With the 5th New York Infantry leading the advance, the 7th New York mistakenly fired on the 3rd New York Infantry, which were clad in gray uniforms. The friendly fire inflicted 21 casualties with two being mortal.
The predawn fiasco served to warn Hill’s Confederates of the approaching Union force. Hill’s forces abandoned their position near Little Bethel and fell back to entrenchments near Big Bethel Church.
The Confederates opened fire with Major George Randolph’s battery shelling the Federals. For more than two hours both sides launched uncoordinated attacks. Only the 1st Vermont made it across Brick Kiln Creek while a later attempt to turn the Confederate left flank was repulsed.
Pierce withdrew to Fort Monroe, giving the smaller Confederate force a victory.
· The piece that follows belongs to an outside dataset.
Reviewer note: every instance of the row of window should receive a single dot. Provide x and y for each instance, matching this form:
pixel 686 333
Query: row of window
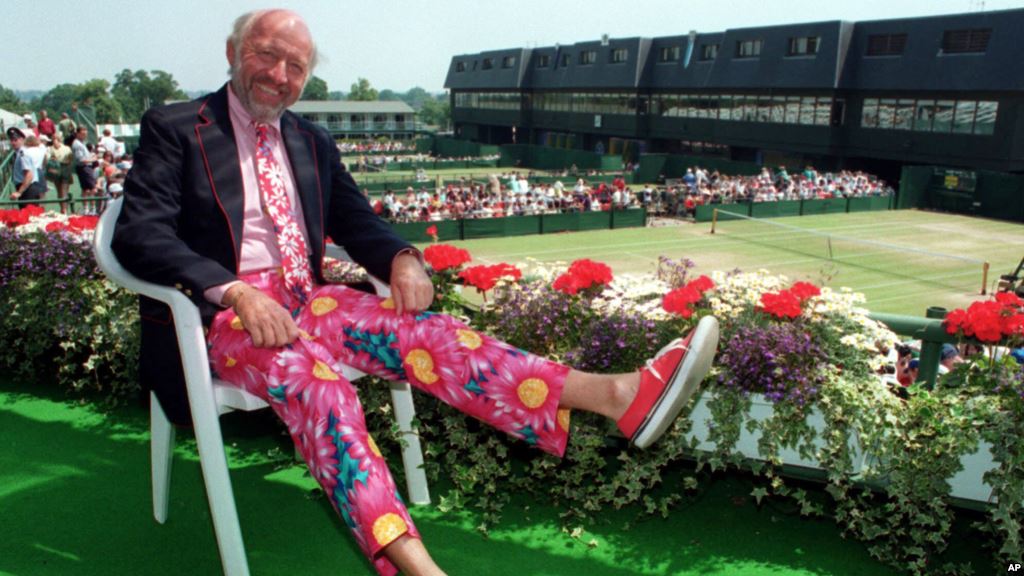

The Federals suffered casualties of 18 killed, 53 wounded and five missing compared to the Confederate’s one killed and seven wounded. One of those to fall at Big Bethel was Lieutenant John Trout Greble, commanding the 2nd U. S. Artillery. Greble was the first West Point graduate and regular army officer killed in the Civil War.
The battle of Big Bethel was the first land battle of the Civil War and occurred eight weeks after Fort Sumter had been fired upon. After the Union defeat, there was some clamor to remove Butler from command. Butler was not removed from command but was eventually transferred to the Gulf States where he would play a leading role in the Union capture and occupation of New Orleans and Ship Island.
Given the early stage of the Civil War, the battle of Big Bethel was hailed as a significant Confederate victory. Neither side could fathom just how long the war would actually last and the carnage it would produce.
Little, if any, portions of the Big Bethel battlefield were preserved. Most of the land of the battlefield is residential homes and businesses. The location of Greble’s death is a convenience store. A good portion of the battlefield is under water after the Brick Kiln Creek was dammed, creating the Big Bethel Reservoir.